Would it though? I feel like atmospheric distortion from humidity and heat would start making things hairy at some point, regardless of your terrain - unless it’s a short enough distance before the edge I suppose.
Yeah, maybe “visible” wasn’t the right word. What I mean is, it’s all there, everything is in your line of sight, scrunched up near the horizon, whether you can distinguish it or not. Like the boundary of this interesting shape. Unlike a globe, where your line of sight cleanly ends at a certain point, beyond which the earth itself hides everything else.
I feel like, if we were all suddenly teleported to an otherwise identical flat world, we would notice immediately (people in open spaces who could see the horizon, at least) and we wouldn’t have to wait for NASA to take pictures or for the news to report on the disappearance of time zones or for sailors to observe receding ships fail to go “hull down”. It would be more geometrically obvious, rather than a scientific discovery.
Earth’s ocean surface has its own topography, caused not only by waves, tides, and currents, but also by the presence of features on the seafloor. Thus, the ocean surface is higher over submerged mountain ranges and lower over trenches. So if you’re looking with Elf eyes across a couple thousand leagues of open ocean on Arda, you’ll notice that the sea isn’t really ‘flat’ (presuming that the seafloor isn’t flat). If Arda has magic tides, that would add a secondary effect too, piling water up in shallow places even more. So going higher will help you see over these features.

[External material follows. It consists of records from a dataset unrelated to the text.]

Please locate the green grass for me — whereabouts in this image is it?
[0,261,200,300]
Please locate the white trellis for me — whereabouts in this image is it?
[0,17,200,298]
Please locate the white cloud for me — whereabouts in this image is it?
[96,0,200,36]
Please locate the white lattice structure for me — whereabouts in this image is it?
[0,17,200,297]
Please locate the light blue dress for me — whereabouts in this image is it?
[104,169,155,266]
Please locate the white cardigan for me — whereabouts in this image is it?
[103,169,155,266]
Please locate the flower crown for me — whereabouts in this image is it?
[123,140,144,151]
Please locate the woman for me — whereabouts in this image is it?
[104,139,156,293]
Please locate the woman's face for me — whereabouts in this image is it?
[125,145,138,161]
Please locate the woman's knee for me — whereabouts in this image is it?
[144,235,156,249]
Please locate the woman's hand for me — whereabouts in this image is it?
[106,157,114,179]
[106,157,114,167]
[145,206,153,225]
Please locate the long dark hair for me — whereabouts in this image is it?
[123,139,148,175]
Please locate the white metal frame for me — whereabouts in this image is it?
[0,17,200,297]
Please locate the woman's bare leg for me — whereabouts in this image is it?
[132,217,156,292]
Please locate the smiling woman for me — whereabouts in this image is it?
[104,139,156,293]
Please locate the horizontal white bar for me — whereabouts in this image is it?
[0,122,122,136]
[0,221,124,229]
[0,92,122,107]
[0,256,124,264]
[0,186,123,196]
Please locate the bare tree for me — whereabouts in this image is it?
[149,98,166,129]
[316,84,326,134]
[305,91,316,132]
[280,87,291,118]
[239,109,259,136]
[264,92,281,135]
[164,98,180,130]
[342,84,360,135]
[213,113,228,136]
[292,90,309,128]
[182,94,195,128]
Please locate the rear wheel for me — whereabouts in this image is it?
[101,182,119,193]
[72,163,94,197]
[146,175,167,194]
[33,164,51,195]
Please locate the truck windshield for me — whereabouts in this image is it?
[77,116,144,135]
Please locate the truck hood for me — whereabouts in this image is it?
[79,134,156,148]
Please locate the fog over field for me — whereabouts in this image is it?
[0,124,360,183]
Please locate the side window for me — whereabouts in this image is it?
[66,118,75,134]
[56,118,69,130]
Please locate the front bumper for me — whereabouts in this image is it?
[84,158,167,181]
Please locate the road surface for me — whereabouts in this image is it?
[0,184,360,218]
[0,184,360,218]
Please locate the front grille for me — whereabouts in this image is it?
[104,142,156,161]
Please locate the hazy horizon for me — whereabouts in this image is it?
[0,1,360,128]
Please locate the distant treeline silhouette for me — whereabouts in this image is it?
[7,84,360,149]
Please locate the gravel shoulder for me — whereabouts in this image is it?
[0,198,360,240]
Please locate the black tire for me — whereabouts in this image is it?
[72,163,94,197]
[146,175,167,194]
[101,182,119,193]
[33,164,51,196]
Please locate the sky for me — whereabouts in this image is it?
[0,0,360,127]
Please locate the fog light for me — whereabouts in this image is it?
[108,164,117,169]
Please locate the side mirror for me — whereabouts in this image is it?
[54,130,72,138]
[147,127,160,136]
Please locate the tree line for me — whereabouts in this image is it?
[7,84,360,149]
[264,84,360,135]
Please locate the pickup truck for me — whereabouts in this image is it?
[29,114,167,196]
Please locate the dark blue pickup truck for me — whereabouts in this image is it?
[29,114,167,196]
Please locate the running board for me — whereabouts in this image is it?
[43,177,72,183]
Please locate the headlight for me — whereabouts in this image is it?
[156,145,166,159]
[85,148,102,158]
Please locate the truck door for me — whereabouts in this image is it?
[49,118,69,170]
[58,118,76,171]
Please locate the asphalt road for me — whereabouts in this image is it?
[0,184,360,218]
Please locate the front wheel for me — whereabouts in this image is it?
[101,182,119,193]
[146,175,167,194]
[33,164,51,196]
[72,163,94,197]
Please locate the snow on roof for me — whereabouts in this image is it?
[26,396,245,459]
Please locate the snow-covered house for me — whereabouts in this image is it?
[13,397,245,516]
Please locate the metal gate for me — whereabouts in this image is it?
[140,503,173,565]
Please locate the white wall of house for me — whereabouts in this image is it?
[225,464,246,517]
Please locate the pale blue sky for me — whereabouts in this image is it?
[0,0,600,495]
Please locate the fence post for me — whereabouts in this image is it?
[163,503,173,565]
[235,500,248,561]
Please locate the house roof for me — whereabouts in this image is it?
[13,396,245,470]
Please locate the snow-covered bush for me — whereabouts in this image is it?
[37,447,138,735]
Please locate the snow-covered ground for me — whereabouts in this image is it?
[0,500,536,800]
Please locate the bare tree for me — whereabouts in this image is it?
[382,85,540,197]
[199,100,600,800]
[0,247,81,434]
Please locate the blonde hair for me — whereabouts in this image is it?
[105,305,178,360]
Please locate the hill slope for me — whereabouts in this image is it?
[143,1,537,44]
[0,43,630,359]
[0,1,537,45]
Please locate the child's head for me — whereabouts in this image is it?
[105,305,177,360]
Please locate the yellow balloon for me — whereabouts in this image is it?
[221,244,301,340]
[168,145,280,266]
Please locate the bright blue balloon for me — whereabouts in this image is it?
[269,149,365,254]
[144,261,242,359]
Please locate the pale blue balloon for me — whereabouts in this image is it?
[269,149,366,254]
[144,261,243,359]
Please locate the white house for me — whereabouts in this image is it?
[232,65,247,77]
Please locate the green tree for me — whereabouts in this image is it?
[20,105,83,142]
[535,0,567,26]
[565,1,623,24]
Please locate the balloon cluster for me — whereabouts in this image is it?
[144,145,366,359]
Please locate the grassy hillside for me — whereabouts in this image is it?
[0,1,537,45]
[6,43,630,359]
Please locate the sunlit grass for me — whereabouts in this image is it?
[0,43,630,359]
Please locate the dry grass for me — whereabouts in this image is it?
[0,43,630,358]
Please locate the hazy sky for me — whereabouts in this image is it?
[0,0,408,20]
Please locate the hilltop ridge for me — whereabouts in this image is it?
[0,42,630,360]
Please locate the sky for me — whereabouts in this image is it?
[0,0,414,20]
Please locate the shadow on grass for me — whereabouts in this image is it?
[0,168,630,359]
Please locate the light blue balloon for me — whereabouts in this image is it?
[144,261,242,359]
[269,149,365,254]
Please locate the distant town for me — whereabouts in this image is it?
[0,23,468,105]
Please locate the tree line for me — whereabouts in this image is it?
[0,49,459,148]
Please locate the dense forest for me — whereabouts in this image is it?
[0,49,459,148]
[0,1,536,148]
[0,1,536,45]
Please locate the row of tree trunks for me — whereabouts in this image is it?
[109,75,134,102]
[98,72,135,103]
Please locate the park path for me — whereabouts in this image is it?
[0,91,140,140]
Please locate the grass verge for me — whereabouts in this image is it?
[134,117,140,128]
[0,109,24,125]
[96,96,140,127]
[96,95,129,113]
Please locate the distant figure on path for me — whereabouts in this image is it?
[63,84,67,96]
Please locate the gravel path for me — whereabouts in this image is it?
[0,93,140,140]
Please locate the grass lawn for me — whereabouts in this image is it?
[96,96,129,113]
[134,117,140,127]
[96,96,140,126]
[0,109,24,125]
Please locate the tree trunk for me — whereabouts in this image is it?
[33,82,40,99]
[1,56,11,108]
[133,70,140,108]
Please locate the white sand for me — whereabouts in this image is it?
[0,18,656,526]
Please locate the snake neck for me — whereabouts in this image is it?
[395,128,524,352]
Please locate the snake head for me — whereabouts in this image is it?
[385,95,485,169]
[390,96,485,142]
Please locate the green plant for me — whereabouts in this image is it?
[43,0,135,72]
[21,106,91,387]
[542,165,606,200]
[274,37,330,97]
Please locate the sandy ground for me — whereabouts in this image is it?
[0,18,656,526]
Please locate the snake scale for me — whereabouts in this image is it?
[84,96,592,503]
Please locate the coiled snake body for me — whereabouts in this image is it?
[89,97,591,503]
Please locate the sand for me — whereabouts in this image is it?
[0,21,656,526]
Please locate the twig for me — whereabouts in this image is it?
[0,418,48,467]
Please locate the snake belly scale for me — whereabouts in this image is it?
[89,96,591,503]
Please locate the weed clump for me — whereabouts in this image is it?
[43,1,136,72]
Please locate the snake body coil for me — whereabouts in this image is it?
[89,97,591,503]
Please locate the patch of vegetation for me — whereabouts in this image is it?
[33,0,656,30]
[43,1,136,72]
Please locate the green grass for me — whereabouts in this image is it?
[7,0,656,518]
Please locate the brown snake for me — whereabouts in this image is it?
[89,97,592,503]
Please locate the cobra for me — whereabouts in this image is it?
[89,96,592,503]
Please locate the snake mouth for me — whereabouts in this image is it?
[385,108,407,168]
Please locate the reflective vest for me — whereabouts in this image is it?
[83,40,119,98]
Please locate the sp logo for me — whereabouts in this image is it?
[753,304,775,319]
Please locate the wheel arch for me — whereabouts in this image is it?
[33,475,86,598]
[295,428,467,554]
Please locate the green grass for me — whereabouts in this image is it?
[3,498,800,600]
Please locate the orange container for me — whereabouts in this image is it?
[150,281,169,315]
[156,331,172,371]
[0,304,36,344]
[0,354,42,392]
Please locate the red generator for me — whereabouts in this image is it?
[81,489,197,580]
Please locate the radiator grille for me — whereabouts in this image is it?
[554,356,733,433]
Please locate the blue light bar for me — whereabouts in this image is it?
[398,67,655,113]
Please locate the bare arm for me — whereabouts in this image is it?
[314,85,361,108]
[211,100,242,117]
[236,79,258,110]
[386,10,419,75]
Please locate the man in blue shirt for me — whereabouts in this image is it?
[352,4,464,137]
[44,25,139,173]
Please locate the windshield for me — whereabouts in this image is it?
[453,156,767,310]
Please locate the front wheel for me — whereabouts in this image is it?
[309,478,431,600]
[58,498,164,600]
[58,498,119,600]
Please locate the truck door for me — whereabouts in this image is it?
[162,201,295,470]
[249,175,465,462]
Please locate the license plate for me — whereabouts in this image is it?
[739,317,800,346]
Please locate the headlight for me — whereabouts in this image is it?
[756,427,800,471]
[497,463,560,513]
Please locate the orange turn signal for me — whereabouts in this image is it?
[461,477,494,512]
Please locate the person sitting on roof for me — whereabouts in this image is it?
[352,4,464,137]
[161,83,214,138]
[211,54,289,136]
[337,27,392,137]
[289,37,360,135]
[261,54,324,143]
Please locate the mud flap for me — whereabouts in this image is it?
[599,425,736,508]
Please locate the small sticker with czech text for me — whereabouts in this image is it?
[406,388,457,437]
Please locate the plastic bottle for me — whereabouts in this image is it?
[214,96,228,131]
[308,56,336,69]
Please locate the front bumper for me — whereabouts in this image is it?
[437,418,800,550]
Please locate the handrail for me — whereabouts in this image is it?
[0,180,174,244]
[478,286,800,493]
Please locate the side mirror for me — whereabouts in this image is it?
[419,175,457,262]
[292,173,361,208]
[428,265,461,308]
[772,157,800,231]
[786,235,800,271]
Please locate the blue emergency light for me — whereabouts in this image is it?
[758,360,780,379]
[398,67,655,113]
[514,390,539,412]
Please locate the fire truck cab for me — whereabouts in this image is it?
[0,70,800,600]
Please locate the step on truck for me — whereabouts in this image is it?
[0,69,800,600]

Also, even if you can make out land, you would’t be able to distinguish any interesting features of it, looking edge-on. And if there’s a limit to the acuity of your eyes (which there is, even for Elves), then sufficiently-distant land might not have any features at all large enough to distinguish.
You must have grown up in a pretty flat and empty place. I’m used to the horizon being full of mountains. Well, buildings too, but beyond the buildings there was always a mountain or three.
The first time I found myself driving through the flat landscape of Palencia I almost got agoraphobic. There were no mountains in sight! Anywhere! Not even a hill! The horizon was broken!